(*This story was updated at 5:02 p.m. on Thursday, 1/12/23 with additional comment from the Pennsylvania Liquor Control Board. It was updated at 3:28 a.m. on Friday 1/13/23 to update attribution to a PLCB spokesperson.)
An industry trade group is pushing back against a 4% price hike on wine and liquor set to go into effect on Sunday at Pennsylvania’s state-owned liquor stores, arguing that regulators haven’t given producers enough time to plan for the jump.
The Pennsylvania Liquor Control Board announced last month that it was raising the prices on more than 3,500 products at the state stores, saying the hike, the first since 2019, would help the oversight agency offset rising operating costs.
“Since the Board voted to delegate pricing authority to the Executive Director and/or designees dating back to 2016, this was not a decision requiring an additional formal board vote. Regardless, it was a decision discussed among and unanimously supported by all three Board members,” the agency said in a statement provided to the Capital-Star.
“As an aside, despite facing numerous pandemic- and inflation-related cost increases for several years, the PLCB has resisted raising Fine Wine & Good Spirits retail prices since 2019, beyond passing along vendor cost increases,” the agency said in its statement.

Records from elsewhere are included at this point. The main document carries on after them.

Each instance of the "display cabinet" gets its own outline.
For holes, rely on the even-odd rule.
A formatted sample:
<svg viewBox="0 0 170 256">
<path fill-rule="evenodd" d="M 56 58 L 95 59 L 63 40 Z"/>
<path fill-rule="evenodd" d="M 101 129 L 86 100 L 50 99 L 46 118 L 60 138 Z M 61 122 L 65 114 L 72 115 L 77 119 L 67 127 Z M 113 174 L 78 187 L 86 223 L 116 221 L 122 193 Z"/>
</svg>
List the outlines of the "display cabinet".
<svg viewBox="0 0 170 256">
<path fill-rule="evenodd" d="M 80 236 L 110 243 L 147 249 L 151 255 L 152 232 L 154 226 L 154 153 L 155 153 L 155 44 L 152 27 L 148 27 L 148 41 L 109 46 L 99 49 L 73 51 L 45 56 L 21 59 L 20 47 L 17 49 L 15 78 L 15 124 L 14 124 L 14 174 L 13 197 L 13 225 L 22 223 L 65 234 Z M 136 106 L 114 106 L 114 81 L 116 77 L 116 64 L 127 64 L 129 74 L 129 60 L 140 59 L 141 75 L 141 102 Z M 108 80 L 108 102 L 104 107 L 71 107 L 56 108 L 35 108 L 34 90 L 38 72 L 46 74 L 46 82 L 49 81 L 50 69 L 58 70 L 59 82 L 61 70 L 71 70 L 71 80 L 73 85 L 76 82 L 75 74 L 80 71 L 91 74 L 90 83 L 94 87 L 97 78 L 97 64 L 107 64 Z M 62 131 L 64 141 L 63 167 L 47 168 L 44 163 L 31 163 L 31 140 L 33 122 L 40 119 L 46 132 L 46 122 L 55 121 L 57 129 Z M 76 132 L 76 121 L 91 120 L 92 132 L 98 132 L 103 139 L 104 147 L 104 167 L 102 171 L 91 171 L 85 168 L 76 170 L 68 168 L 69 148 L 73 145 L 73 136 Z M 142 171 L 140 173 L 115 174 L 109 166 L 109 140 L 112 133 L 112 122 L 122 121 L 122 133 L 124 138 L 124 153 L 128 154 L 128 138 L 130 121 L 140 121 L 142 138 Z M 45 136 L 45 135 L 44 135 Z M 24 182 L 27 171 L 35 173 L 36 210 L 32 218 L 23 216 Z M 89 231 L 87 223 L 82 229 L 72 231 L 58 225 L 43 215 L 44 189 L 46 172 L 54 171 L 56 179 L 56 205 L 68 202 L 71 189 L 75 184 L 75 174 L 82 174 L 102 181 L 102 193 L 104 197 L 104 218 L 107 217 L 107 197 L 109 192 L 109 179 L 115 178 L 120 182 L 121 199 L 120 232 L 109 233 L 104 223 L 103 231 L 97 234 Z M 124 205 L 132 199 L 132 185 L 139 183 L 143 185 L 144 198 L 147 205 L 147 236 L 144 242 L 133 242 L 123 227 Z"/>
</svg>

In a Thursday statement, the Distilled Spirits Council of the United States, which represents spirits producers, said the “last-minute push” by the outgoing Wolf administration “will have implications not only for spirits producers, but for the Pennsylvania hospitality industry and its consumers.
“These decisions should be part of a larger discussion with impacted stakeholders, yet this across-the-board increase was done without any consultation or collaboration,” Andy Deloney, the council’s senior vice president and head of State Public Policy, said in a statement. “We are extremely disappointed in the process by which this increase was determined and hope the PLCB will adjust future plans to include consideration of the partners most heavily impacted by their unilateral decision-making.”
State lawmakers with oversight of liquor-related issues similarly pushed back against the planned price hike.
“The proposed price increase is not the result of increased production cost on the supplier side, but in actuality, is an arbitrary decision by your executives to impose an additional 4% tax on these popular products, bringing the total tax to nearly 30%,” Senate Law & Justice Committee Chairperson Mike Regan, R-Cumberland, wrote in a Jan. 10 letter to PLCB Chairperson Tim Holden.
“I am very troubled by the lack of transparency and timing of the announcement. Not only has the board granted full discretion to staff with no board approval required, but the Wolf administration also ends on January 17th, 2023,” Regan continued. “Imposing a last-minute, additional liquor tax on Pennsylvania consumers, in the waning hours of an administration undermines the public’s faith in government and is bad public policy.”
Speaking to WGAL-TV, the PLCB spokesperson Elizabeth Brassell disputed Regan’s claim that the price hike was a last-minute decision.
“It was something that we discussed late in December. We didn’t finalize the plan until earlier this month, identifying exactly what items were going to be subject to the increase. We did provide as much advance notice as we could to both our suppliers and to licensees,” Brassell said.
In its statement, the spirits council argued that the oversight agency, which has a monopoly on wine and liquor sales in the commonwealth, has a more than healthy bottom line, rendering the price hike unnecessary.
“In fiscal year 2021-22, the PLCB achieved total sales of $3.02 billion (including liquor and sales taxes), reflecting a $109.9 million or 3.8% increase over the prior year and marking gross wine and spirits sales over $3 billion for the first time in PLCB history,” Deloney wrote, citing the agency’s annual report.” Net income for the year totaled a record $330.9 million, $66 million or 24.9% higher than fiscal year 2020-21.
“Pennsylvania consumers have long traveled to bordering states with more favorable markets for spirits products,” Deloney continued. “Increasing prices only exacerbates cross-border sales and continues to drive consumers elsewhere.”
The trade group’s criticism is “is surprising at best, disingenuous at worst. Every single one of the 14 DISCUS Director Members from which the PLCB buys product increased costs and retail prices within the last two years without PLCB input,” the PLCB’s Holden said in a statement. “Also, since the January price increases were announced, a number of DISCUS members have approached the PLCB about additional cost increases, disappointed that they didn’t get a ‘cut’ of the planned PLCB increases.”